A new rollup update has been made available for all Click-to-Run installations of Outlook 2016, Outlook 2019 and Outlook as part of an Office 365 subscription.
It contains 3 security updates for Outlook (1), Excel (1) and Office (1). Details about the Outlook vulnerabilities;
- CVE-2020-0696: Microsoft Outlook Security Feature Bypass Vulnerability
A security feature bypass vulnerability exists in Microsoft Outlook software when it improperly handles the parsing of URI formats. The security feature bypass by itself does not allow arbitrary code execution. However, to successfully exploit the vulnerability, an attacker would have to use it in conjunction with another vulnerability, such as a remote code execution vulnerability, to take advantage of the security feature bypass vulnerability and run arbitrary code.
To exploit the vulnerability, an attacker would have to convince a user to open a specially crafted URI with an affected version of Microsoft Outlook software.
The security update addresses the vulnerability by correcting how Microsoft Outlook handles the parsing of URI formats.
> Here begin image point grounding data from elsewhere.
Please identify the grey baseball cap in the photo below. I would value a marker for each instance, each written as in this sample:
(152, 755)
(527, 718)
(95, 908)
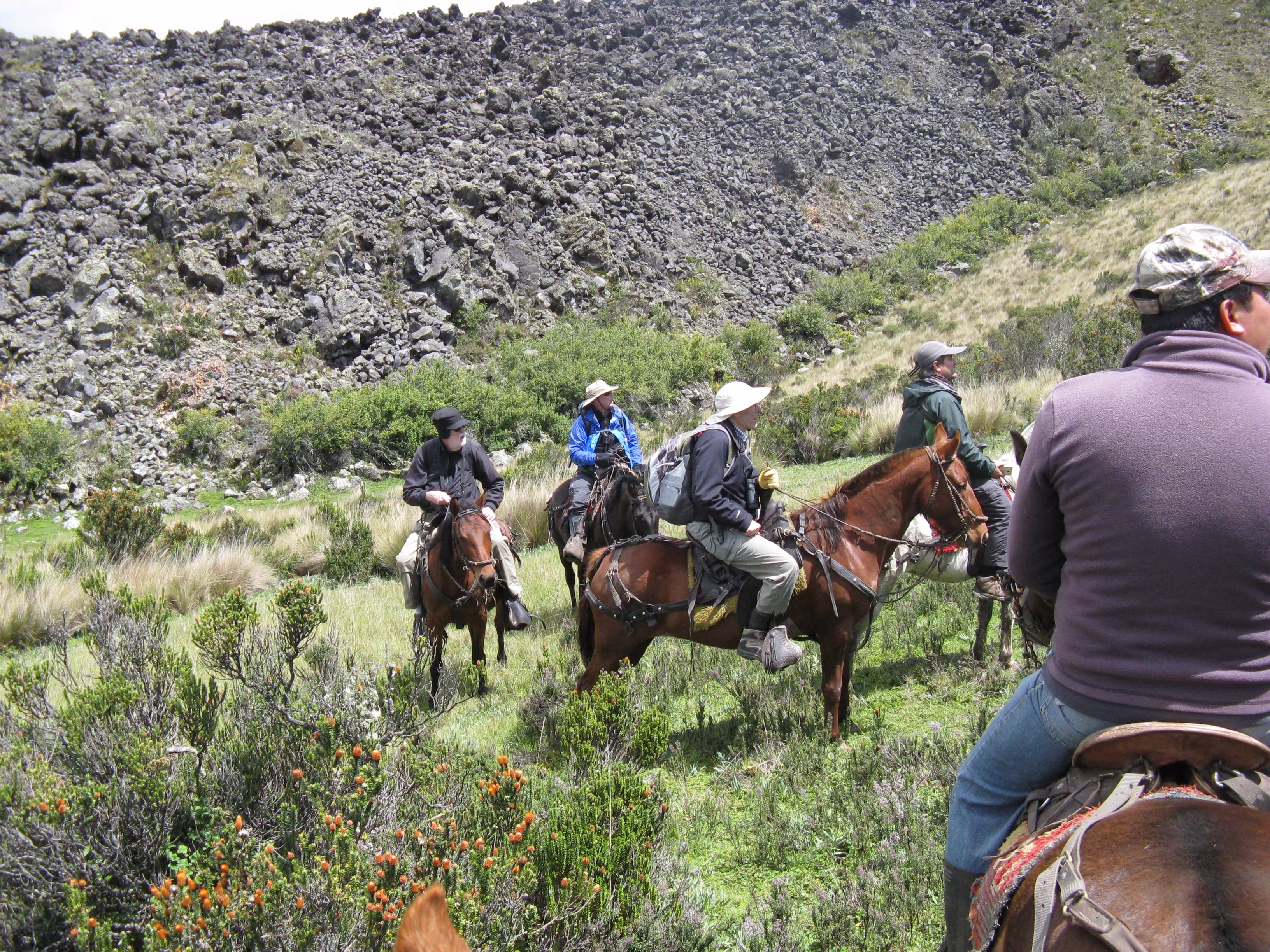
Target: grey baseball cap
(933, 351)
(1191, 263)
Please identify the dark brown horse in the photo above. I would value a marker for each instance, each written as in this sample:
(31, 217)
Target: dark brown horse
(620, 509)
(458, 586)
(1183, 875)
(859, 526)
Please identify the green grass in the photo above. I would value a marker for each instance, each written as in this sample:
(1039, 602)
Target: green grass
(746, 808)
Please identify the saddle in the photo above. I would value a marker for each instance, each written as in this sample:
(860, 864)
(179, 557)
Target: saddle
(1110, 771)
(717, 590)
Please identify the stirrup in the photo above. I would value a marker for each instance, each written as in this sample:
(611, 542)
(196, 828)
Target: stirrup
(576, 550)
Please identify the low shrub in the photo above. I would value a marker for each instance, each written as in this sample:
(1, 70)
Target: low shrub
(201, 434)
(33, 452)
(119, 523)
(804, 320)
(285, 796)
(756, 351)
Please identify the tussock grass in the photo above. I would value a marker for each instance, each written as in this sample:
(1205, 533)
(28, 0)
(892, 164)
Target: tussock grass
(1089, 254)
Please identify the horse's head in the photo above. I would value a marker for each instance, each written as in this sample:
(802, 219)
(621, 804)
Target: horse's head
(426, 926)
(469, 531)
(949, 502)
(634, 509)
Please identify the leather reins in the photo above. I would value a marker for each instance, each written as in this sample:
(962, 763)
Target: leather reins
(468, 592)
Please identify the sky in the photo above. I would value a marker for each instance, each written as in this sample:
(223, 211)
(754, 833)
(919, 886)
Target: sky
(60, 18)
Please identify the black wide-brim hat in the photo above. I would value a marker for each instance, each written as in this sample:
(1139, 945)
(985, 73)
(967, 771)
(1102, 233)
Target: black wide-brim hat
(447, 418)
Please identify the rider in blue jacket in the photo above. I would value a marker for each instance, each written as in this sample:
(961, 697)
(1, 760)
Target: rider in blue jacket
(598, 414)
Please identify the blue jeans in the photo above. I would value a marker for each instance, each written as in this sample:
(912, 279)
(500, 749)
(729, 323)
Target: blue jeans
(1028, 746)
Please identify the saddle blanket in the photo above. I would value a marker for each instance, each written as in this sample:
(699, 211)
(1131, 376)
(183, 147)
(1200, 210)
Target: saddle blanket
(719, 592)
(1021, 855)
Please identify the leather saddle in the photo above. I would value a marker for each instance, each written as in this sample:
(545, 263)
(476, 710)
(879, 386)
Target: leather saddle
(717, 582)
(1218, 761)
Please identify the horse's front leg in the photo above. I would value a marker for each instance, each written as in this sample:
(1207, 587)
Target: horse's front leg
(833, 660)
(477, 631)
(981, 629)
(1006, 652)
(501, 626)
(436, 648)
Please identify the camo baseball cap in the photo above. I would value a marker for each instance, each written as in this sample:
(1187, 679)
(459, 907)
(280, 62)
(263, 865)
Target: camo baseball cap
(1191, 263)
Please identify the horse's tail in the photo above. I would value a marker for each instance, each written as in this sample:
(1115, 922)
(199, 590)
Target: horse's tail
(586, 629)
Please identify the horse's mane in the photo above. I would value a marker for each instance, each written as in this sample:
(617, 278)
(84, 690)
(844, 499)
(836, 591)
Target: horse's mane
(831, 512)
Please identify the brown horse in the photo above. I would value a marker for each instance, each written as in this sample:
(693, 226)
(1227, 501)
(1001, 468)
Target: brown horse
(1183, 875)
(426, 926)
(620, 509)
(858, 526)
(458, 586)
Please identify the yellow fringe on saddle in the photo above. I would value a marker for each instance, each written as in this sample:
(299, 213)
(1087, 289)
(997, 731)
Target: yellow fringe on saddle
(709, 616)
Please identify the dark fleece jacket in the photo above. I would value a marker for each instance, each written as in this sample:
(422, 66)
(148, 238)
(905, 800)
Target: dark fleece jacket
(1160, 555)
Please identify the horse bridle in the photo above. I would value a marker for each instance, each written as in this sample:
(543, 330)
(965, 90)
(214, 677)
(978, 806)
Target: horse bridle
(470, 568)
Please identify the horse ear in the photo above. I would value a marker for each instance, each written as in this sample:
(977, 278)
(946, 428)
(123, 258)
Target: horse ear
(426, 926)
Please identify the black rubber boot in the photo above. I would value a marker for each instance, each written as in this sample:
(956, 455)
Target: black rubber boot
(517, 615)
(957, 908)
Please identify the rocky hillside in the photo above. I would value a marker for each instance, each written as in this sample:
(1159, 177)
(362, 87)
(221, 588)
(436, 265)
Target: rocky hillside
(177, 207)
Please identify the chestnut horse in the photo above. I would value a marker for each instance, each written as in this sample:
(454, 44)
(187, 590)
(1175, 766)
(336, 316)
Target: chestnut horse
(458, 586)
(426, 926)
(620, 509)
(1183, 875)
(858, 526)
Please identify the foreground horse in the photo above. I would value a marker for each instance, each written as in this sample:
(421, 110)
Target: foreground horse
(858, 526)
(458, 586)
(620, 509)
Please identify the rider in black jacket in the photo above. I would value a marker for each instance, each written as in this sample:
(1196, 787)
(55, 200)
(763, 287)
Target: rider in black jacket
(446, 467)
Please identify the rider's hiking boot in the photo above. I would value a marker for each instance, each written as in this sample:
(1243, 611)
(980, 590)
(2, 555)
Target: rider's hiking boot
(517, 615)
(574, 549)
(990, 587)
(957, 909)
(771, 647)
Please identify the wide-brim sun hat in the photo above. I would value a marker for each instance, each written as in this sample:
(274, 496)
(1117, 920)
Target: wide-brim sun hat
(933, 351)
(596, 390)
(736, 396)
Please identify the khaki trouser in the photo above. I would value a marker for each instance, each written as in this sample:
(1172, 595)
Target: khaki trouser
(761, 558)
(408, 565)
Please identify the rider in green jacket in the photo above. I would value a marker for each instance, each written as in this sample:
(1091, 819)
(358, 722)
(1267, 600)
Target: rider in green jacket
(931, 400)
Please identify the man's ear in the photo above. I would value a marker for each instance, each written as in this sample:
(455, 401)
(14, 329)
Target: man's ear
(947, 448)
(1228, 322)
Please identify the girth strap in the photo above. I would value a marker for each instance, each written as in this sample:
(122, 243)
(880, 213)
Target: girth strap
(1062, 880)
(831, 565)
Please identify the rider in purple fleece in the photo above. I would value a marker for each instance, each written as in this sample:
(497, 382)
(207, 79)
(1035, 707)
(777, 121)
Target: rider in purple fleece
(1144, 508)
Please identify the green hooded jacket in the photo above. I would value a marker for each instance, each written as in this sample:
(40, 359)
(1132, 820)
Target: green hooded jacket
(929, 403)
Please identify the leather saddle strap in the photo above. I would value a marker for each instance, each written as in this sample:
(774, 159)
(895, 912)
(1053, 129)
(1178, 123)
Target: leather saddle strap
(1244, 790)
(1063, 876)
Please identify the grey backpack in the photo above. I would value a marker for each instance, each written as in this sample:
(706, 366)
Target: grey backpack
(670, 472)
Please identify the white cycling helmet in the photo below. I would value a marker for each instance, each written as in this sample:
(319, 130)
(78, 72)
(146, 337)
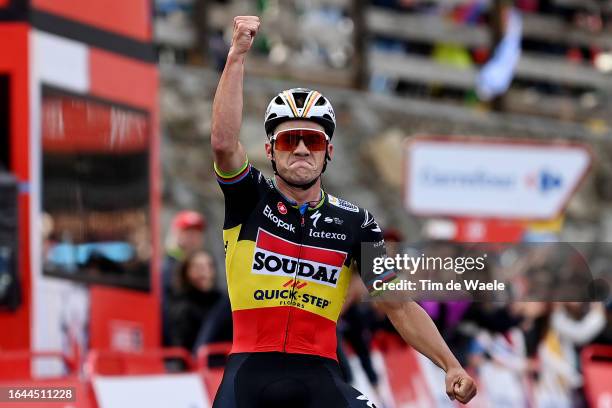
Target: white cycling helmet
(300, 103)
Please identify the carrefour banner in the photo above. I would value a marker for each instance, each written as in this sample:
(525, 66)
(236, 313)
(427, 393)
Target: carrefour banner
(492, 178)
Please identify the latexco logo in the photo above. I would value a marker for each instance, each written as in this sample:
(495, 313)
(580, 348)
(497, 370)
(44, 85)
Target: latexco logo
(279, 257)
(326, 234)
(279, 223)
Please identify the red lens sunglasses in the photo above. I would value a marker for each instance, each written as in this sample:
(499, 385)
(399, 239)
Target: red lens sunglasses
(289, 139)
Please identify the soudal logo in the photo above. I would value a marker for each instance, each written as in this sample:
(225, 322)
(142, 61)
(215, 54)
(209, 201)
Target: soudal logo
(279, 257)
(279, 223)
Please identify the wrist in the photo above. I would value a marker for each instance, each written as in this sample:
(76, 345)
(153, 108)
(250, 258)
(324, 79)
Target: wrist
(451, 365)
(235, 57)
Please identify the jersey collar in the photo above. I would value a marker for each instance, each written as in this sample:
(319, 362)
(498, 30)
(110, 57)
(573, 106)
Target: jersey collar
(294, 204)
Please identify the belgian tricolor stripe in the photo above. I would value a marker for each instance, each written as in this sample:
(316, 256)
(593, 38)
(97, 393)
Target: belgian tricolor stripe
(232, 177)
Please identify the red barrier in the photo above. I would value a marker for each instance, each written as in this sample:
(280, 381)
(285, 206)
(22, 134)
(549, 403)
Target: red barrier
(16, 372)
(152, 361)
(597, 370)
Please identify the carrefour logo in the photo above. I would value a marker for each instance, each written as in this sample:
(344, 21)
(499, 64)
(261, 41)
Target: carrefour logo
(466, 179)
(544, 181)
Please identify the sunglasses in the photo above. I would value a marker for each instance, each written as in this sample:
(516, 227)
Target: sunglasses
(288, 140)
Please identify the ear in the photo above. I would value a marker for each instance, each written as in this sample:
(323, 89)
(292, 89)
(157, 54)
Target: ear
(268, 147)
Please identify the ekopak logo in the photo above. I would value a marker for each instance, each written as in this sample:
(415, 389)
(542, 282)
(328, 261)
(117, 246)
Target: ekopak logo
(544, 181)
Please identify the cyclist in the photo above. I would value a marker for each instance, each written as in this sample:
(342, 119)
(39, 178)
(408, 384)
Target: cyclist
(290, 248)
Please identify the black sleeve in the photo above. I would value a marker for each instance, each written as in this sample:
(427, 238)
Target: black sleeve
(369, 247)
(242, 189)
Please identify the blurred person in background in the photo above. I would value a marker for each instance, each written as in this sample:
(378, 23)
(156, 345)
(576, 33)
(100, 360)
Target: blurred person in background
(571, 326)
(186, 236)
(354, 327)
(192, 299)
(499, 353)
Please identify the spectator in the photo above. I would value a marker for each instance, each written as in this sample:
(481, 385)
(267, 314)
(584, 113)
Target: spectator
(572, 324)
(193, 297)
(185, 238)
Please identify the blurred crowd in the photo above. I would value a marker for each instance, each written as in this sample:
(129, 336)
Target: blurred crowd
(523, 353)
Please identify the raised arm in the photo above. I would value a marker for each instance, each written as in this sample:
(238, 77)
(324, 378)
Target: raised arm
(228, 152)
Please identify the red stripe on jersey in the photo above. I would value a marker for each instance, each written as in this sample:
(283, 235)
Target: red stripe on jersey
(264, 330)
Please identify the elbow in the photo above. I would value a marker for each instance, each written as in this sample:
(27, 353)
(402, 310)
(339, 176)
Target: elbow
(388, 307)
(219, 144)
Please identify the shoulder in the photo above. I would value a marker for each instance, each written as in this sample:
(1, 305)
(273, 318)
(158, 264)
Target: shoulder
(358, 214)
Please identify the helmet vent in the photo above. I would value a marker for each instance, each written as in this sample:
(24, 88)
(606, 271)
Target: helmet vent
(300, 98)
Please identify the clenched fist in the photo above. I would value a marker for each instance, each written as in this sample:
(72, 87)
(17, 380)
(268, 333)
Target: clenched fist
(245, 30)
(459, 385)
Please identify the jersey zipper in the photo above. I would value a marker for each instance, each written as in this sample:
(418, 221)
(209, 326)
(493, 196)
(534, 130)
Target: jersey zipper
(297, 268)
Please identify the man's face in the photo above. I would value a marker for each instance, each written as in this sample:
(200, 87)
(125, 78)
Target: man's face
(300, 165)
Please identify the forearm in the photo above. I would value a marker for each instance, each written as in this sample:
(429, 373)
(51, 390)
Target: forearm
(227, 114)
(417, 329)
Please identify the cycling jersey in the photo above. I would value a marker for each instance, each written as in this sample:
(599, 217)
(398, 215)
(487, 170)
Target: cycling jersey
(276, 380)
(288, 268)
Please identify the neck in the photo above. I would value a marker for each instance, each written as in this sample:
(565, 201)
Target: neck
(298, 195)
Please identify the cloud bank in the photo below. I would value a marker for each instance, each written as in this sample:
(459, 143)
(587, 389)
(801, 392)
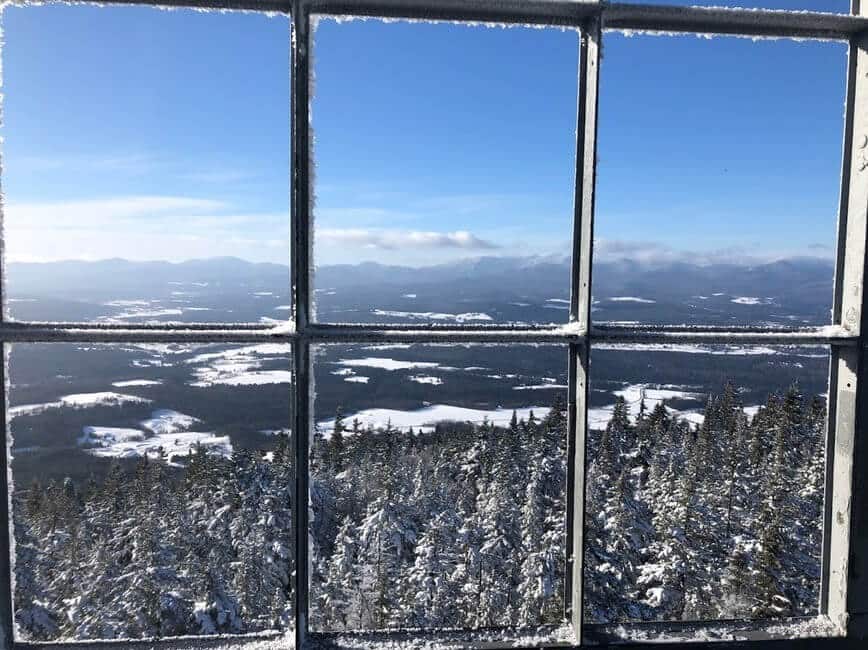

In addition, it contains 2 documented non-security fixes for Outlook Monthly, 6 for Semi-Annual 1908 (including Targeted) and 1 for Semi-Annual 1902. Most notable fixes are;
- Monthly: Addresses an issue that caused users to experience a crash when canceling account setup.
- Monthly and Semi-Annual 1908: Addresses an issue that caused users to experience a crash when specifying an invalid From address.
- Semi-Annual 1908: Addresses an issue that caused users to have problems problems with shared calendar folders syncing to the OST, resulting in permission errors when they try to interact with these folders.
- Semi-Annual 1908: Addressed an issue that caused users to experience a hang at the Loading Profile screen when Outlook is starting up.
- Semi-Annual 1902: Addresses an issue that caused users to encounter encryption algorithm is not supported errors when sending an encrypted email.
Based on your release channel, you’ll be updated to the following version;
- Office 365, Outlook 2016 Retail, Outlook 2019 Retail
Version 2001 (Build 12430.20264) - Office 365 Semi Annual (Targeted)
Version 1908 (Build 11929.20606) - Office 365 Semi Annual
Version 1908 (Build 11929.20606)
Version 1902 (Build 11328.20526)
Version 1808 (Build 10730.20438) - Outlook 2019 Volume License
Version 1808 (Build 10356.20006)
Note: Depending on your installation type, this update can be installed via the Update Now button in Outlook itself or the Microsoft Store. This update does not apply to msi-based installation of Office 2016.